Ce qui compte, c’est que nous, nos camarades, nos amis, souffrent. Ce qui importe, c’est que les mécanismes de l’État nous soient de plus en plus hostiles. Ce qui importe, c’est que cet autoritarisme, quels que soient la forme et le nom qu’il prend, est pour beaucoup d’entre nous une menace existentielle. Le combattre est une question de survie. Peu importe que la botte soit noire, brune, rouge, blanche ou bleue : la botte elle-même doit être détruite.

Mais selon cette nouvelle définition, de nombreux régimes actuels et passés présentent, à tout le moins, des tendances fascistes. L’asservissement des Ouïghours par la Chine semble certainement fasciste. L’Inde de Modi et le traitement qu’elle réserve à sa population musulmane ressemblent éminemment à l’Allemagne nazie. La Russie de Poutine et ses États totalitaires satellites marchent définitivement comme des fascistes. Les gouvernements actuels de l’Italie, de la Hongrie, de certains États des États-Unis et d’Israël, pour ne citer qu’eux, font de plus en plus de place aux suprémacistes et aux intégristes religieux.

Pour ne rien dire des régimes anciens. La Rome impériale s’appuyait généralement sur un vaste appareil d’État militarisé pour maintenir l’ordre et, surtout, pour garder les esclaves dans le rang. Le règne des monarchies absolues dans l’Europe des XVIIIe et XIXe siècles, qui s’appuyaient sur un appareil policier élaboré et puissant, présente de fortes caractéristiques fascistes.

Mythe 1 : le fascisme est rare

ou : on s’en fout, tout ça appartient au passé

Et nous arrivons ici au coeur du problème. Le fascisme, l’autoritarisme, le totalitarisme, les dictatures, quel que soit le nom qu’on leur donne, sont plutôt la norme que l’exception quand on étudie l’histoire des États. Le fait est que, aussi mauvaise que soit la situation aujourd’hui, nous ne vivons pas des temps exceptionnels. Être libre, même relativement libre, reste l’exception.

Et même cette liberté relative est constamment menacée. Pas seulement par un coup d’État violent, mais tout simplement parce que les gens votent pour eux. Modi en Inde et Orban en Hongrie sont constamment réélus. Israël vient de ressusciter Netanyahu. Des millions de personnes ont voté pour Trump, et voteront très probablement pour sa prochaine incarnation. L’Italie vient d’élire un gouvernement ouvertement fasciste. Même le Québec a voté pour un partisan de Duplessis, un partisan du retour à “La Grande Noirceur”.

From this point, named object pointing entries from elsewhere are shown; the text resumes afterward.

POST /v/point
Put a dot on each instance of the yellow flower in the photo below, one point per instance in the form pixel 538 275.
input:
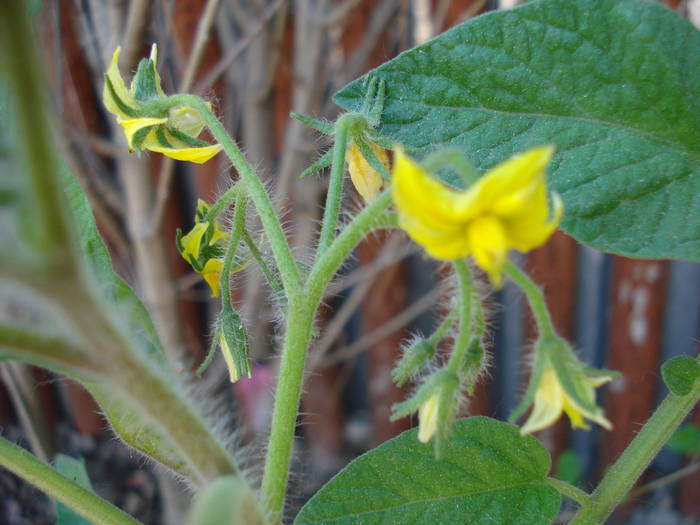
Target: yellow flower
pixel 505 208
pixel 367 180
pixel 551 400
pixel 233 372
pixel 428 418
pixel 203 248
pixel 173 134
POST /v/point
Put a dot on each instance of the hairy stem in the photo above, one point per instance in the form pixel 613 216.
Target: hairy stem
pixel 256 191
pixel 56 485
pixel 299 323
pixel 335 185
pixel 623 474
pixel 535 299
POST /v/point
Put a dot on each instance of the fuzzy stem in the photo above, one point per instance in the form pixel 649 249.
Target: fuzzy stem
pixel 535 299
pixel 335 184
pixel 49 223
pixel 373 216
pixel 284 416
pixel 461 346
pixel 288 268
pixel 574 493
pixel 299 323
pixel 623 474
pixel 56 485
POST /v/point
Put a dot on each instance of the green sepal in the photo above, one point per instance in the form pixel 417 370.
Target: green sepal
pixel 322 127
pixel 211 352
pixel 123 106
pixel 161 138
pixel 140 136
pixel 572 376
pixel 443 378
pixel 144 85
pixel 227 500
pixel 371 157
pixel 453 160
pixel 685 440
pixel 187 139
pixel 680 374
pixel 415 357
pixel 233 331
pixel 73 469
pixel 178 240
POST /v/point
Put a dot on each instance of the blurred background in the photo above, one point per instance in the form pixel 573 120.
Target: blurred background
pixel 257 60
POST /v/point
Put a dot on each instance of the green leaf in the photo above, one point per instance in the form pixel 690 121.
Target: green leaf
pixel 685 440
pixel 128 307
pixel 680 374
pixel 489 474
pixel 614 84
pixel 73 469
pixel 226 501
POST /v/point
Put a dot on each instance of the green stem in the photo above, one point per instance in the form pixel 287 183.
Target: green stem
pixel 535 299
pixel 50 227
pixel 325 266
pixel 444 327
pixel 461 346
pixel 234 240
pixel 284 415
pixel 223 202
pixel 299 329
pixel 574 493
pixel 82 501
pixel 623 474
pixel 288 268
pixel 262 264
pixel 335 185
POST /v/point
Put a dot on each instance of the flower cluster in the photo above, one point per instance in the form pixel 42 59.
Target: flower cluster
pixel 204 246
pixel 172 131
pixel 505 208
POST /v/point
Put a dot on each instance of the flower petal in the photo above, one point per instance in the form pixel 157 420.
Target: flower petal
pixel 488 243
pixel 115 96
pixel 532 228
pixel 192 242
pixel 549 403
pixel 212 275
pixel 427 418
pixel 367 180
pixel 505 188
pixel 422 197
pixel 197 155
pixel 133 125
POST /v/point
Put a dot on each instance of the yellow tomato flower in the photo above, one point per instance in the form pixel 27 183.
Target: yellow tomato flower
pixel 505 208
pixel 428 418
pixel 367 180
pixel 203 247
pixel 551 400
pixel 173 134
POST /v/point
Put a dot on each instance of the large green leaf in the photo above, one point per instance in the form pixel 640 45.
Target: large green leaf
pixel 489 474
pixel 614 84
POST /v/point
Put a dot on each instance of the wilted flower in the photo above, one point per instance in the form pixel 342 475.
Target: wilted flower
pixel 551 399
pixel 203 247
pixel 505 208
pixel 428 418
pixel 366 179
pixel 172 132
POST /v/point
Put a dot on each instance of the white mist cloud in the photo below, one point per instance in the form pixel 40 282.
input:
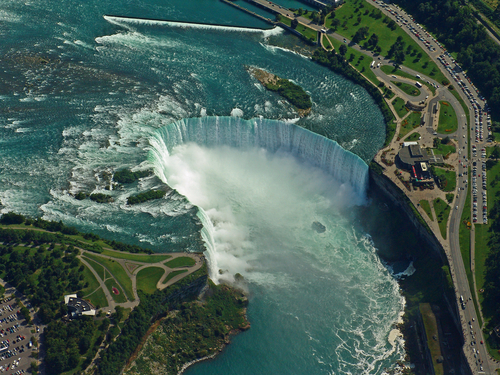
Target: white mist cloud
pixel 259 204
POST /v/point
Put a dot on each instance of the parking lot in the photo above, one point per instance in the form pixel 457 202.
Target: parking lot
pixel 15 339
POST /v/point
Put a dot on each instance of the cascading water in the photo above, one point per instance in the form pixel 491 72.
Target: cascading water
pixel 271 135
pixel 262 187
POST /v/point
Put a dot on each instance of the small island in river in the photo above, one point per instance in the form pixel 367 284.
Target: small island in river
pixel 293 93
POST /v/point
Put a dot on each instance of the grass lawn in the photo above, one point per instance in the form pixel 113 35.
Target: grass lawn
pixel 118 298
pixel 390 70
pixel 181 262
pixel 309 33
pixel 400 107
pixel 482 230
pixel 409 123
pixel 386 37
pixel 449 176
pixel 445 149
pixel 91 280
pixel 480 253
pixel 407 88
pixel 360 61
pixel 98 298
pixel 427 208
pixel 147 279
pixel 431 331
pixel 326 42
pixel 413 137
pixel 172 274
pixel 144 258
pixel 97 267
pixel 442 211
pixel 448 122
pixel 117 271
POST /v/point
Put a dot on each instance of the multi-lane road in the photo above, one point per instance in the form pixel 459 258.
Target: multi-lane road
pixel 474 141
pixel 474 348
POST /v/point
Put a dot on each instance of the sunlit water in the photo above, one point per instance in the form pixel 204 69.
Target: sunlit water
pixel 320 302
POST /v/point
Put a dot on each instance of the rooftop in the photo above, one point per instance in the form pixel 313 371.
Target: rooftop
pixel 78 307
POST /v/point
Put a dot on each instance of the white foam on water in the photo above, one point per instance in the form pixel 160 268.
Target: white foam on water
pixel 276 49
pixel 237 112
pixel 123 21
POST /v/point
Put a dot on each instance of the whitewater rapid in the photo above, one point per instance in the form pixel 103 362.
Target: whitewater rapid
pixel 260 186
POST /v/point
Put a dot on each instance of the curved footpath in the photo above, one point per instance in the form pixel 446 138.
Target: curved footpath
pixel 136 267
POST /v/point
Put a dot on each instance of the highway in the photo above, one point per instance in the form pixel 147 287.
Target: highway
pixel 474 349
pixel 479 360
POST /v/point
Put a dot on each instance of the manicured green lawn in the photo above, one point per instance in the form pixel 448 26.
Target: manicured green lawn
pixel 407 88
pixel 97 267
pixel 181 262
pixel 287 21
pixel 448 122
pixel 360 61
pixel 431 331
pixel 309 33
pixel 143 258
pixel 427 208
pixel 326 43
pixel 409 123
pixel 118 298
pixel 147 279
pixel 400 107
pixel 390 70
pixel 413 137
pixel 91 280
pixel 117 271
pixel 172 274
pixel 98 298
pixel 481 250
pixel 449 176
pixel 386 37
pixel 442 211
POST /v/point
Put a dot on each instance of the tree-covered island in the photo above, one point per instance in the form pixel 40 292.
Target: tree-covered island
pixel 293 93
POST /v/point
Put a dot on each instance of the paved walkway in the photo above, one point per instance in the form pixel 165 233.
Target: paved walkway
pixel 132 268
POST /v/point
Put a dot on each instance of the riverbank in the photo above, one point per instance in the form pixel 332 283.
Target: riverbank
pixel 178 342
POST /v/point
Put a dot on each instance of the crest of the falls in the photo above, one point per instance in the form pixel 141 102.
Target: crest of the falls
pixel 271 135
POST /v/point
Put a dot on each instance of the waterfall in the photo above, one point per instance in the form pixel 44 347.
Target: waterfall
pixel 207 235
pixel 271 135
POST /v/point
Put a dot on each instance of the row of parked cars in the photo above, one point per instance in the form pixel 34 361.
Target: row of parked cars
pixel 482 176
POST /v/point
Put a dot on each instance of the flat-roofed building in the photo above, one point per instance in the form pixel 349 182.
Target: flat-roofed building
pixel 78 307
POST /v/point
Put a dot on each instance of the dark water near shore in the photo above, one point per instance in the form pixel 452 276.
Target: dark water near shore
pixel 80 97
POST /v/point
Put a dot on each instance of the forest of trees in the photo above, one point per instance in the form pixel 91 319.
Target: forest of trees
pixel 455 26
pixel 135 327
pixel 71 343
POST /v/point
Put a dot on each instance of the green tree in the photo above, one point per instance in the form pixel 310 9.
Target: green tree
pixel 342 49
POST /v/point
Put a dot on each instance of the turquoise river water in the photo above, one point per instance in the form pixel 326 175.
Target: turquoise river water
pixel 83 94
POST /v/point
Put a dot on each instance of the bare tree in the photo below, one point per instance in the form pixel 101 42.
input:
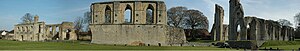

Les soi-disant “guerres culturelles” actuelles n’ont rien de nouveau : c’est l’interminable combat entre l’ancienne noblesse propriétaire et le reste d’entre nous qui luttons pour être plus que de simples serviteur-e-s. Les conservateurs se battent pour maintenir une hiérarchie vieille de plusieurs siècles, et ils disposent d’une richesse presque illimitée pour faire avancer leurs programmes. Ne rien faire, c’est leur laisser tout l’espace dont ils ont besoin pour distribuer leur poison. Ne rien faire, c’est creuser notre propre tombe.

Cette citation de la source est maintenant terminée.